[Python-Dev] Pre-PEP: Redesigning extension modules

Sun Sep 1 03:28:36 CEST 2013

On 1 Sep 2013 05:18, "Stefan Behnel" <stefan_ml at behnel.de> wrote:
>
> Nick Coghlan, 31.08.2013 18:49:
> > On 25 Aug 2013 21:56, "Stefan Behnel" wrote:
> >>>>> One key point to note is that it *doesn't* call
> >>>>> _PyImport_FixupExtensionObject, which is the API that handles all
the
> >>>>> PEP 3121 per-module state stuff. Instead, the idea will be for
modules
> >>>>> that don't need additional C level state to just implement
> >>>>> PyImportExec_NAME, while those that *do* need C level state
implement
> >>>>> PyImportCreate_NAME and return a custom object (which may or may not
> >>>>> be a module subtype).
> >>>>
> >>>> Is it really a common case for an extension module not to need any C
> >>>> level
> >>>> state at all? I mean, this might work for very simple accelerator
> >>>> modules
> >>>> with only a few stand-alone functions. But anything non-trivial will
> >>>> almost
> >>>> certainly have some kind of global state, cache, external library,
> >>>> etc.,
> >>>> and that state is best stored at the C level for safety reasons.
> >
> > In my experience, most extension authors aren't writing high
performance C
> > accelerators, they're exposing an existing C API to Python. It's the
cffi
> > use case rather than the Cython use case.
>
> Interesting. I can't really remember a case where I could afford the
> runtime overhead of implementing a wrapper in Python and going through
> something like ctypes or cffi. I mean, testing C libraries with Python
> tools would be one, but then, you wouldn't want to write an extension
> module for that and instead want to call it directly from the test code as
> directly as possible.
>
> I'm certainly aware that that use case exists, though, and also the case
of
> just wanting to get things done as quickly and easily as possible.

Keep in mind I first came to Python as a tool for test automation of custom
C++ hardware APIs that could be written to be SWIG friendly.

I now work for an OS vendor where the 3 common languages for system
utilities are C, C++ and Python.

For those use cases, dropping a bunch of standard Python objects in a
module dict is often going to be a quick and easy solution that avoids a
lot of nasty pointer lifecycle issues at the C level.

This style of extension code would suffer similar runtime checking overhead
as Python, including for function calls, but, like CPython itself, would
still often be "fast enough".

However, as soon as you want to manually optimise for *speed* at all,
you're going to want to remove those module internal indirections through
the Python API. There are at least three ways to do this (internally,
CPython uses all of them in various places):

* type checks followed by direct function calls on the optimised path and
falling back to the abstract object APIs on the compatibility path
* type checks followed by an exception for unknown types
* hidden state that isn't exposed directly at the Python level and hence
can be trusted to only be changed through the module APIs.

The third approach can be implemented in three ways, with various
consequences:

* C static variables.
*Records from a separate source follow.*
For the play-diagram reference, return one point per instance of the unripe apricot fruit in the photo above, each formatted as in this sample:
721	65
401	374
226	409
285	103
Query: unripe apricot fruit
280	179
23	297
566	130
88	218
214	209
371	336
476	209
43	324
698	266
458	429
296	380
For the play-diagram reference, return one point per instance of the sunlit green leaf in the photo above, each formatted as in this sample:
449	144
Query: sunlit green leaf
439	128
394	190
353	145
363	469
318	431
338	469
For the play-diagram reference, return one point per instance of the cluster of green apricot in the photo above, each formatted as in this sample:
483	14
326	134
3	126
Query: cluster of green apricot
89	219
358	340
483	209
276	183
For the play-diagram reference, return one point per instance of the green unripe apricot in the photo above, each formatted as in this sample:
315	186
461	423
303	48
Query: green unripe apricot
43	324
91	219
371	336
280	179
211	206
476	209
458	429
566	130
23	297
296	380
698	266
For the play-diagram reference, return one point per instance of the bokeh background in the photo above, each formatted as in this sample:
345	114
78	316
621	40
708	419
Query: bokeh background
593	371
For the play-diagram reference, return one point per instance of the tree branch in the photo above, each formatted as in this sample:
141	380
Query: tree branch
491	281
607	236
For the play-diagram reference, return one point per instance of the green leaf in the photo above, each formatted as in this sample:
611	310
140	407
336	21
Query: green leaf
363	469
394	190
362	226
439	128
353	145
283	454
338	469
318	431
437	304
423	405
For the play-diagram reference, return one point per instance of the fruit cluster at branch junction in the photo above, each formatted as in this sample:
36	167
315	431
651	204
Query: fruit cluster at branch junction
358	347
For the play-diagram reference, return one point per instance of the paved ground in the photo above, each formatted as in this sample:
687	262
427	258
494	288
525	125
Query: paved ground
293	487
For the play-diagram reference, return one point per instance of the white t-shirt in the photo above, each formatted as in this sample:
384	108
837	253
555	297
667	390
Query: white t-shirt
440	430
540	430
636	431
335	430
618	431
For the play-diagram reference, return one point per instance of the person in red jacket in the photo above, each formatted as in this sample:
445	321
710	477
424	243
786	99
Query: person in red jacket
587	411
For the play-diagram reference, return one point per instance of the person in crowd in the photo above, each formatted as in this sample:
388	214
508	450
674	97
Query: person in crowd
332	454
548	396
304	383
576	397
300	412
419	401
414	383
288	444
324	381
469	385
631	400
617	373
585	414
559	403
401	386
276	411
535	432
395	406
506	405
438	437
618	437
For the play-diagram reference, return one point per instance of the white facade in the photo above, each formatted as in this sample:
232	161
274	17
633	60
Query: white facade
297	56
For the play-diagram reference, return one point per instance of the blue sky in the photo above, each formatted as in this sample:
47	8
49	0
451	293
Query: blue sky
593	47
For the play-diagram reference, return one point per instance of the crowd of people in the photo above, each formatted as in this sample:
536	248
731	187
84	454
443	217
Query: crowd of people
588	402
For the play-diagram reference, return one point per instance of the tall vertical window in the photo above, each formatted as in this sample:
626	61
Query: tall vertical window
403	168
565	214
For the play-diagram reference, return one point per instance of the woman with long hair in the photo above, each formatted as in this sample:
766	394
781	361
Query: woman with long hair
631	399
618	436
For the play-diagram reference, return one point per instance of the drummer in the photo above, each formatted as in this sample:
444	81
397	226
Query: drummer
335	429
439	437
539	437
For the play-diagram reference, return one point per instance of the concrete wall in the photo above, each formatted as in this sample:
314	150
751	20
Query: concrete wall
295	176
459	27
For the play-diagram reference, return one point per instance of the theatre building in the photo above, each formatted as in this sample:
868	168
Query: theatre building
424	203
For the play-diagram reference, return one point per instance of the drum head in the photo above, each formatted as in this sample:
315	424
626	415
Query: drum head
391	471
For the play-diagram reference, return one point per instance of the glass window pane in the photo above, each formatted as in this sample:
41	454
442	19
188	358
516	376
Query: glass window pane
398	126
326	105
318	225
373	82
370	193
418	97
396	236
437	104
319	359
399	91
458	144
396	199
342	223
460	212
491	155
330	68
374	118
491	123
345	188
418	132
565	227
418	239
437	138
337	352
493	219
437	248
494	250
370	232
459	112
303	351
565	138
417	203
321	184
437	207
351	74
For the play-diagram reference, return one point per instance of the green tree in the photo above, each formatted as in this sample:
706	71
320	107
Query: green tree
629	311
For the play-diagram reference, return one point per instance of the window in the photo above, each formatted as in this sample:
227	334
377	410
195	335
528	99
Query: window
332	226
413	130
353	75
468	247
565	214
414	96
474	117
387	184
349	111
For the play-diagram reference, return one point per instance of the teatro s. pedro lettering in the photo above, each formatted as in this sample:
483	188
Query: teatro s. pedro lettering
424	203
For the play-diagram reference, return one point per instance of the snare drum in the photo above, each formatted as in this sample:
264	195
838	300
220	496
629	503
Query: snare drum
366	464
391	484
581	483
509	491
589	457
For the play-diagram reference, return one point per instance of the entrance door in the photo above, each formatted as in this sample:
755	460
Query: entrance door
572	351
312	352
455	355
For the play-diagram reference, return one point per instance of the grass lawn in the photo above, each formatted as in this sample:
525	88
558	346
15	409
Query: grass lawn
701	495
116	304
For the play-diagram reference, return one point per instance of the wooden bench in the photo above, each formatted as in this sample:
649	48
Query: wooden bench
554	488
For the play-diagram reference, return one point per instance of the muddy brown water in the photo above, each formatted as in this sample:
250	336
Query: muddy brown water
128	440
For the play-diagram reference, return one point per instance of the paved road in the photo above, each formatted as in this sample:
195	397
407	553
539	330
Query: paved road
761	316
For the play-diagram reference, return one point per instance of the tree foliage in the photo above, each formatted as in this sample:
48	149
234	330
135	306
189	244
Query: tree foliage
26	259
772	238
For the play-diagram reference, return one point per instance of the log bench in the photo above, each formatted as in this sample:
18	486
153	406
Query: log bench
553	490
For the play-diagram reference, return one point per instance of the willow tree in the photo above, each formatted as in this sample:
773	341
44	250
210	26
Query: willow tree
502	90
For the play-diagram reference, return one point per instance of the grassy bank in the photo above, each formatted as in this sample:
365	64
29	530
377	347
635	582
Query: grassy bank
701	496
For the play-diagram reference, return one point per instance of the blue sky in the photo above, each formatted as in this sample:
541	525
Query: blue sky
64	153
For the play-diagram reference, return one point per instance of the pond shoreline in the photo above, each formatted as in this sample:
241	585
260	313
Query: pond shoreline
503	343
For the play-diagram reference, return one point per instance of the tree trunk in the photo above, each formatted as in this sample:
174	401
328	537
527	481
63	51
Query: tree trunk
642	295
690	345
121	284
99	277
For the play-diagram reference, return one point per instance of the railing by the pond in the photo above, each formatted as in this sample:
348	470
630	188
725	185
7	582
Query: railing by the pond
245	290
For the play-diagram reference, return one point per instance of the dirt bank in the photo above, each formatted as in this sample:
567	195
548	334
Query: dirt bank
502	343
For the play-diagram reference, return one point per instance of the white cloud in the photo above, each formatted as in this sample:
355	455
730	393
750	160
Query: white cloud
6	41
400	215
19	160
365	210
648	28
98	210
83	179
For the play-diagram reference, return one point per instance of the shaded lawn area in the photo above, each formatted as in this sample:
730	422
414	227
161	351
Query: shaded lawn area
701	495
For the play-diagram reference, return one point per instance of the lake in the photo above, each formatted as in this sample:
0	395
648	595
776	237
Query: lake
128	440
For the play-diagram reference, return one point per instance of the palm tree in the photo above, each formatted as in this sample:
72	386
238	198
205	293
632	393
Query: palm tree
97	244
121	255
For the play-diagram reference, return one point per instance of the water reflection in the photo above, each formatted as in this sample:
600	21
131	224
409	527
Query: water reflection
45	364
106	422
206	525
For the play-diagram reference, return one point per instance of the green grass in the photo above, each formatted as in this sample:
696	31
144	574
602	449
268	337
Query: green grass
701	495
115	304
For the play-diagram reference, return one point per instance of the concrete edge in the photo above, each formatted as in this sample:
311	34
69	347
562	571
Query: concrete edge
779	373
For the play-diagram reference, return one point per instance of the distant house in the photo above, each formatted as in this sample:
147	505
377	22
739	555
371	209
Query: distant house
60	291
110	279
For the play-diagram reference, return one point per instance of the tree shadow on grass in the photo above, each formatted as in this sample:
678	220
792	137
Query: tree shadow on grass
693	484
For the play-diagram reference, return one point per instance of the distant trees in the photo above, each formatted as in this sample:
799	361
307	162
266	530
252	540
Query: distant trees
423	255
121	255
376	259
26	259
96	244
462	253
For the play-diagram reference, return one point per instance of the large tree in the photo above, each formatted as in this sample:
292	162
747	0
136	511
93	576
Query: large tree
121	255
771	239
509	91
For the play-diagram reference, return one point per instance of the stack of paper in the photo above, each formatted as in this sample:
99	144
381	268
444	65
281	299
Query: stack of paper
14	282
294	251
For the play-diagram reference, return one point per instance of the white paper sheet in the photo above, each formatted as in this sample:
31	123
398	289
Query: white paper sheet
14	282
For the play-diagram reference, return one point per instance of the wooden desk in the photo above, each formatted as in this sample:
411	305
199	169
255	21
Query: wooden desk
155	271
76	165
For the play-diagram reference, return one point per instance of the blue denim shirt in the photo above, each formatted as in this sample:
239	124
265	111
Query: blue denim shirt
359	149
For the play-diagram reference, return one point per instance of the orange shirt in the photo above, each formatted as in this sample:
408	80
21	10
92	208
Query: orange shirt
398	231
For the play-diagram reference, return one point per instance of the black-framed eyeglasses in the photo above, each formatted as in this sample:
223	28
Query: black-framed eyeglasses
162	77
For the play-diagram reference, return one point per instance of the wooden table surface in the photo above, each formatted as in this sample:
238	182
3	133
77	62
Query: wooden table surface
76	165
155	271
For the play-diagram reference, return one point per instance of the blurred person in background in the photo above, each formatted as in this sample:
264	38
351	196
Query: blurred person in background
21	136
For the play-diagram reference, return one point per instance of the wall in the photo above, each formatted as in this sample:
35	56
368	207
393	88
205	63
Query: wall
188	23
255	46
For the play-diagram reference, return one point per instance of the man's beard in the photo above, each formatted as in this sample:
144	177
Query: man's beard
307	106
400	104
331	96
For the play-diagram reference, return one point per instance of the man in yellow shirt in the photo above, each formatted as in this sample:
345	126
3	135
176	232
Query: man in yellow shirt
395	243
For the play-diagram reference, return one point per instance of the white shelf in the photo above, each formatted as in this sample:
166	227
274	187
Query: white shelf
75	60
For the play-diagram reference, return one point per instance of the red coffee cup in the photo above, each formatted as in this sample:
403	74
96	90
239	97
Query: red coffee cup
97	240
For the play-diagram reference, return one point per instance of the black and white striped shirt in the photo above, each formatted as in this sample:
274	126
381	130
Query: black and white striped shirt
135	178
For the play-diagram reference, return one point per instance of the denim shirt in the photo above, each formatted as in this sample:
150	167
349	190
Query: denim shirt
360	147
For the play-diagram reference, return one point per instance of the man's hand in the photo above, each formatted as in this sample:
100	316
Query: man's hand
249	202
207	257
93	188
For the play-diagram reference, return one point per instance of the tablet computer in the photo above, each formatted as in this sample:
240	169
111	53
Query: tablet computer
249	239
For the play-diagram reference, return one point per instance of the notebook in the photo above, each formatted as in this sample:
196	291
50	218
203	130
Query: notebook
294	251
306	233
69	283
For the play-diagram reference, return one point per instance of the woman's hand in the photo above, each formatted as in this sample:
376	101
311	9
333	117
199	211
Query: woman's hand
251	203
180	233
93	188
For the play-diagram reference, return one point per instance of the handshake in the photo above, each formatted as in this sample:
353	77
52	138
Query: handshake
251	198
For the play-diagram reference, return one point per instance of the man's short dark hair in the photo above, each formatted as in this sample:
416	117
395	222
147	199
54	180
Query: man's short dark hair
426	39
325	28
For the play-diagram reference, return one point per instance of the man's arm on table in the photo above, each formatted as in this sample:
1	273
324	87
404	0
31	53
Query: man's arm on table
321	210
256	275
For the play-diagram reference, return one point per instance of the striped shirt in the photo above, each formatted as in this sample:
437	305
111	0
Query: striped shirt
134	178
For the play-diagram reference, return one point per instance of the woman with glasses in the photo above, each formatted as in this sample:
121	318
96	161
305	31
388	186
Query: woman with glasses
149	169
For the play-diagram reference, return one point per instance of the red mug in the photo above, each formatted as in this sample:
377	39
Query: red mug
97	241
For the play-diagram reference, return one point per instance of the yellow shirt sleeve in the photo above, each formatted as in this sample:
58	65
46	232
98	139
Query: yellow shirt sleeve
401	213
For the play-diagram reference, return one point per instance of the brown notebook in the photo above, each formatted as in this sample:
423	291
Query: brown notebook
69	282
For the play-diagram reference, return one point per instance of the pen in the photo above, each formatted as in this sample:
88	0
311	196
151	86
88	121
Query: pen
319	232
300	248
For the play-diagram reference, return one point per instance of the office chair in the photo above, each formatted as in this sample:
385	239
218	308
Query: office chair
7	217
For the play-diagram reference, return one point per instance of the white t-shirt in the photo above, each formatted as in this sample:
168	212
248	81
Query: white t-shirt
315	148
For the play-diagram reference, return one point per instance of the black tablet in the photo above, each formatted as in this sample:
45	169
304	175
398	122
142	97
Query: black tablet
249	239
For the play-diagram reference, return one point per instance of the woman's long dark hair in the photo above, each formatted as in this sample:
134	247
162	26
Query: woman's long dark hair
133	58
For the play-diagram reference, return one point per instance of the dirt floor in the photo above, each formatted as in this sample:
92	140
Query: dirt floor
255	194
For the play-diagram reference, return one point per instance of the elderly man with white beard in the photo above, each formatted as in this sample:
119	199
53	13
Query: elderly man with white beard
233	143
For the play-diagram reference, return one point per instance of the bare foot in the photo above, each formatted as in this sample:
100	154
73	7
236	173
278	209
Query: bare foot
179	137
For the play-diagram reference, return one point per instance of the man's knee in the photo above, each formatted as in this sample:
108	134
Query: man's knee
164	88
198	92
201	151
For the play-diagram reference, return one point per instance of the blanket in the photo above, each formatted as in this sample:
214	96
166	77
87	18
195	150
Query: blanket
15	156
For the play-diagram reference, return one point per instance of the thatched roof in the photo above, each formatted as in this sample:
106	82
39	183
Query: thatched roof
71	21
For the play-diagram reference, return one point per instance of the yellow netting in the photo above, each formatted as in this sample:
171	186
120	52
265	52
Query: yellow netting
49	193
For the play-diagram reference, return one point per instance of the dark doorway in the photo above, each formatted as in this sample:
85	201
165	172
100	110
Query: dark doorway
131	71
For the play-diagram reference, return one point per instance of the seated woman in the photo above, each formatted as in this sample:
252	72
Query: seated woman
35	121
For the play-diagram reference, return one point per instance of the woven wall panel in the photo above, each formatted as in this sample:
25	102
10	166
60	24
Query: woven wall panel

For mutable state, including pointers to Python
types, this breaks subinterpreters, reloading in place and loading a fresh
copy of the module
* PEP 3121 per-interpreter shared state. Handles subinterpreters, *may*
handle reloading (but may segfault if references are held to old types and
functions from before the reload), doesn't handle loading a fresh copy at
all.
* PEP 3121 with a size of "0". As above, but avoids the module state APIs
in order to support reloading. All module state (including type
cross-references) is stored in hidden state (e.g. an instance of a custom
type not exposed to Python, with a reference stored on each custom type
object defined in the module, and any module level "functions" actually
being methods of a hidden object). Still doesn't support loading a *fresh*
copy due to the hidden PEP 3121 module cache.

The proposed new approach is to bypass the PEP 3121 cache entirely, and
instead recommend providing an instance of a custom type to be placed in
sys.modules. Extension modules will be given the ability to explicitly
disallow in-place reloading *or* to make it work reliably, rather than the
status quo where the import system assumes it will work, and instead may
fail in unusual ways.

> > Mutable module global state is always a recipe for obscure bugs, and not
> > something I will ever let through code review without a really good
> > rationale. Hidden process global state is never good, just sometimes a
> > necessary evil.
>
> I'm not necessarily talking about mutable state. Rather about things like
> pre-initialised data or imported functionality. For example, I often have
a
> bound method of a compiled regex lying around somewhere in my Python
> modules as a utility function. And the same kind of stuff exists in C
code,
> some may be local to a class, but other things can well be module global.
> And given that we are talking about module internals here I'd always keep
> them at the C level rather than exposing them through the module dict. The
> module dict involves a much higher access overhead, in addition to the
> reduced safety due to user accessibility.
>
> Exported C-APIs are also a use case. You'd import the C-API of another
> module at init time and from that point on only go through function
> pointers etc. Those are (sub-)interpreter specific, i.e. they are module
> global state that is specific to the currently loaded module instances.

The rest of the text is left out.